NDP challenger concedes to Conservative incumbent in Vancouver Island North

Although veteran Campbell River politician John Duncan has learned that an election race is “not over until it’s over,” he appears to have finally prevailed over NDP challenger Ronna-Rae Leonard.

Although veteran Campbell River politician John Duncan has learned that an election race is “not over until it’s over,” he appears to have finally prevailed over NDP challenger Ronna-Rae Leonard.

With only a handful of polls left to report, the City of Courtenay councillor and first-time federal candidate said she had phoned to congratulate her Tory counterpart.

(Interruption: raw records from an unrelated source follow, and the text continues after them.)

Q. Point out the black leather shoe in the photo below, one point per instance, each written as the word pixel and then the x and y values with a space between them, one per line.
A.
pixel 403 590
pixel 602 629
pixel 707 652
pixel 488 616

In yet another nail-biting Vancouver Island North tussle between the Conservatives and NDP, Duncan had 25,832 votes with just three polls still to report. He held a 1,330-ballot lead, his largest margin of Monday evening.

Not much earlier, Duncan was hesitant to claim victory at his Comox Valley election night headquarters at a Courtenay restaurant. That’s perhaps a lesson he learned in winning two of three close battles with former Vancouver Island North NDP candidate Catherine Bell.

With a win Monday, Duncan has won the seat in the sprawling, sparsely populated riding in six of the past seven elections. He recaptured the right to be an MP in 2008, defeating Bell 26,166 to 23,681 votes and taking the final installment in their electoral rubber match.

In what quickly had become a two-person race, Duncan held 45.8 per cent of the riding’s popular vote, with Leonard at 43.4 with 295 of 298 polls reporting.

Third-place Sue Moen of the Green Party continued to hold a narrow lead over Liberal Mike Holland, reflecting the Liberals’ collapse nationally. After 295 polls reported, Moen had 2,873 ballots, compared to 2,854 for Holland.

Independent Jason Draper and Frank Martin of the Marxist-Leninist Party trailed with 279 and 53 votes respectively.

Even without Vancouver Island North, the Conservatives won the majority government leader Stephen Harper asked for, leading or elected in 166 of 308 ridings with 39.6 per cent of the popular vote. The NDP held onto the momentum they gained in the final two weeks of the campaign and were leading in 102 seats with 30.7 per cent of the popular vote.

The Liberals and Bloc Quebecois suffered embarrassing setbacks, with the once-mighty Liberals ahead in just 35 seats and the BQ leading in a mere four seats.

Green Party national leader Elizabeth May became the first Green elected in North America.